Strings Binaries

Need efficient text processing in Elixir? This guide teaches you to work with UTF-8 strings and binaries using pattern matching, the String module, and binary syntax for high-performance text manipulation in production applications.

Prerequisites

Basic Elixir syntax
Understanding of pattern matching
Completed Quick Start Tutorial
Familiarity with Unicode concepts (helpful)

Problem

Text processing appears simple but hides complexity: character encoding (UTF-8 vs ASCII), grapheme clusters vs bytes, performance when processing large text, and cross-platform newline handling. Elixir strings are UTF-8 encoded binaries, requiring understanding of both string and binary operations for efficient text manipulation.

Challenges:

Distinguishing between characters, graphemes, and bytes
Efficient string concatenation and manipulation
Binary pattern matching for parsing protocols
Unicode normalization and case conversion
Handling non-UTF-8 data (legacy encodings, binary protocols)
Performance optimization for large text processing

Solution Overview

Elixir strings are UTF-8 binaries with powerful pattern matching and a comprehensive String module. Use String module for high-level Unicode operations and binary pattern matching for performance-critical parsing.

Key Concepts:

String: UTF-8 encoded binary ("hello")
Charlists: List of Unicode codepoints (~c"hello")
Binaries: Raw byte sequences (<<1, 2, 3>>)
Graphemes: User-perceived characters (may be multiple codepoints)
Codepoints: Unicode character codes

Detailed Implementation

1. String Basics

String Creation and Concatenation

greeting = "Hello, World!"

full_name = "John" <> " " <> "Doe"

name = "Alice"
message = "Hello, #{name}!"  # "Hello, Alice!"

text = """
This is a
multi-line
string.
"""

sql = ~s"""
SELECT * FROM users
WHERE age > 18
ORDER BY name
"""

String Module Operations

String.length("café")  # 4 (not 5!)
byte_size("café")      # 5 (é is 2 bytes in UTF-8)

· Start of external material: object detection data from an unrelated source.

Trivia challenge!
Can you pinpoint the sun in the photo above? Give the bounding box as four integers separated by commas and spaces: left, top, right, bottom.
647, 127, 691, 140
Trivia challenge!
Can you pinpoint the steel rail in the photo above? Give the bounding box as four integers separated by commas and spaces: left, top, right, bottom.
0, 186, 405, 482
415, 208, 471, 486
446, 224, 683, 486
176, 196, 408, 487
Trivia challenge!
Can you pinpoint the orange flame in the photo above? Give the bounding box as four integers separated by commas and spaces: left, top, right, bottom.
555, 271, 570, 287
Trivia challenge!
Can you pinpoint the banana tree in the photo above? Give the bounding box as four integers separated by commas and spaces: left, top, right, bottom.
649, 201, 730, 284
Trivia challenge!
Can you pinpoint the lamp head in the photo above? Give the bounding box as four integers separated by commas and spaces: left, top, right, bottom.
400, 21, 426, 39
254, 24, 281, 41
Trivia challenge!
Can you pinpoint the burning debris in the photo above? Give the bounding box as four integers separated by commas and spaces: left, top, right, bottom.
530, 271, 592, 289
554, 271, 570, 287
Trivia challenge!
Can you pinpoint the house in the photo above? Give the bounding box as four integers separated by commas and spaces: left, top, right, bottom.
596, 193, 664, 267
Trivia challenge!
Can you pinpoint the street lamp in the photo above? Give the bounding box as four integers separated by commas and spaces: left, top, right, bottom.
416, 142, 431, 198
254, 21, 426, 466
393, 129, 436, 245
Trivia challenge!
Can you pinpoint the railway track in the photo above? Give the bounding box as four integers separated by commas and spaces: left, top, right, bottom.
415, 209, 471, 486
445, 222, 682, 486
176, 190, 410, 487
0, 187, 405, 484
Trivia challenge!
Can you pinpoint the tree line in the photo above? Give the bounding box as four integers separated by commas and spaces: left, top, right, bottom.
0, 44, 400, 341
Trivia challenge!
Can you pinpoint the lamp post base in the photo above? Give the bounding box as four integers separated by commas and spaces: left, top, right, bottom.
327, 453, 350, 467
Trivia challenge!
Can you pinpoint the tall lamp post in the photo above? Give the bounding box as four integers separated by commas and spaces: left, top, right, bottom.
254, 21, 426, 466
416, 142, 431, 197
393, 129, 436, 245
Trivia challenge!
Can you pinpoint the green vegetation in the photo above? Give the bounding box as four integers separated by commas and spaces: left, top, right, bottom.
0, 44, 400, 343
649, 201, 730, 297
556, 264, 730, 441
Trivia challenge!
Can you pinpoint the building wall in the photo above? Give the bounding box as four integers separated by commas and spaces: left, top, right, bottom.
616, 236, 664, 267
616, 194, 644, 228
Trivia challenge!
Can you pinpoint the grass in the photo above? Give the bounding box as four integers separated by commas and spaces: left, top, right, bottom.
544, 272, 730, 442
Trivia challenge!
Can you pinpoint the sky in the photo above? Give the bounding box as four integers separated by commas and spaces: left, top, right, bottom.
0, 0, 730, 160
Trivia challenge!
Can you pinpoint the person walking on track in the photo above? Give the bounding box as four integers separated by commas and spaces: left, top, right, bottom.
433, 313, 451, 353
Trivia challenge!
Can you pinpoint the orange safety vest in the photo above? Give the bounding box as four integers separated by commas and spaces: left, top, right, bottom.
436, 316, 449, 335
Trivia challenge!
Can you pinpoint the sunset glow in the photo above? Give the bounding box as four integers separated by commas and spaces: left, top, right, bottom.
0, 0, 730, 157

String.upcase("hello")     # "HELLO"
String.downcase("WORLD")   # "world"
String.capitalize("alice") # "Alice"

String.trim("  hello  ")        # "hello"
String.trim_leading("  hello") # "hello"
String.trim_trailing("hello  ")# "hello"

String.split("a,b,c", ",")           # ["a", "b", "c"]
String.split("hello world", " ")      # ["hello", "world"]
String.split("a|b|c", "|", parts: 2)  # ["a", "b|c"]

String.replace("hello", "l", "L")          # "heLLo"
String.replace("hello", "l", "L", global: false) # "heLlo" (first only)

String.contains?("hello world", "world")  # true
String.starts_with?("hello", "he")        # true
String.ends_with?("hello", "lo")          # true

Enum.join(["a", "b", "c"], ",")  # "a,b,c"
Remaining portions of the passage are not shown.